São Salvador, 7 de dezembro [1928].
Da vista de São Salvador que a gente enxerga de bordo tem um
pedaço bem no centro em que as casas se amontoam num estardalhaço de janelas,
andares, telhados, parece mentira... não é mentira não, é estardalhaço.
Gosto de banzar ao atá pelas ruas das cidades ignoradas...
aqui a impressão de estardalhaço continua. Parece incrível que se tivesse
construído uma cidade assim... Ruas que tombam, que trepam, casas apinhadas e
com tanto enfeite que parecem estar cheias de gente nas janelas, o barulho nem
é tamanho assim porém dá impressão de enorme, um enorme grito.
A sensação de simultaneidade é feroz, lembra cinema alemão.
Os bondes, pra desembarcar num plano, tombam de banda e passam por cima da
cabeça da gente. Vêm cheios de moços de branco dependurados até nas torres
curtas das igrejas. Torcem por cantos inconcebíveis como pontes-dos-suspiros
[estreitas pontes de Veneza], fachadas paradas na porta da rua, atravancando o
trânsito. Um largo e três igrejas de repente. Pra chegar na cidade alta a gente
dá de cara com mais outra igreja de teatro, num trânsito vivo de gente
irregular, todos os matizes, gente de enfeite, gente posta ali pra gente ver.
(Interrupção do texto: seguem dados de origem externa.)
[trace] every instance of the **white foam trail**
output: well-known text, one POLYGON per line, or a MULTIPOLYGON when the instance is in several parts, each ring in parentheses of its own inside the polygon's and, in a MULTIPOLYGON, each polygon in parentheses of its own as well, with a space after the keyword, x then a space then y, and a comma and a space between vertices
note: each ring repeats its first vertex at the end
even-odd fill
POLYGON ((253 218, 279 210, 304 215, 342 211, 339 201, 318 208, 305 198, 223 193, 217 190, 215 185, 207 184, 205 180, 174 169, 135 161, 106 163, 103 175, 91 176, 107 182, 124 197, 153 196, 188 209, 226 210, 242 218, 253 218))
São Salvador me atordoa vivida assim a pé num isolamento de
inadaptação que dá vontade de chorar, é uma gostosura. É uma cidade justamente
o contrário do Rio de Janeiro que se goza mais de automóvel. São Salvador não.
E nem é tanto questão de apreciar os detalhes churrigerescos dela [exageradamente
ornamentados, barrocos], é questão mesmo do sabor físico que dá passeada a pé.
O automóvel isola o observador do estardalhaço ambiente. Passear a pé por São
Salvador é fazer parte dum quitute magnificente e ser devorado por um
gigantesco deus Ogum, volúpia quase sádica, até.
E agora o Manaus [navio em que estava viajando] vai se
embora me levando. Tenho essa lassitude aberta de quem gozou como não era
possível mais o dia de férias. Não é injustiça ser feliz e a tarde cai. Os
ventos varrem o Recôncavo chispando água de mar. O céu cinzado é uma nuvem só e
a lâmina espetaculosa da cidade se aconchega numa palidez indiferente. Eis que
um sol antigeográfico tropicaliza a boca da noite, bate na chapa na cidade. São
Salvador se torce toda, gozando a luz que é dela, com muita mansidão. Nem
palheta de Utrillo [pintor parisiense]!... Ninguém jamais não conseguirá esses
rosas doirados, esses azuis de Virgem Maria, esses amarelos de areia
esturricada e os verdes dos mangueirais. Cor dos anos, cor de séculos montoados
uns sobre os outros... Por riba do farol de Amaralina, trepa no paredão do
morro um magote de coqueiros brincalhões num estardalhaço em que a distância
põe surdina gritando:
- Olha o navio!
- Olha o navio!
Mário de Andrade, O Turista Aprendiz.
[Brasília, DF: IPHAN, 2015, p. 263-264].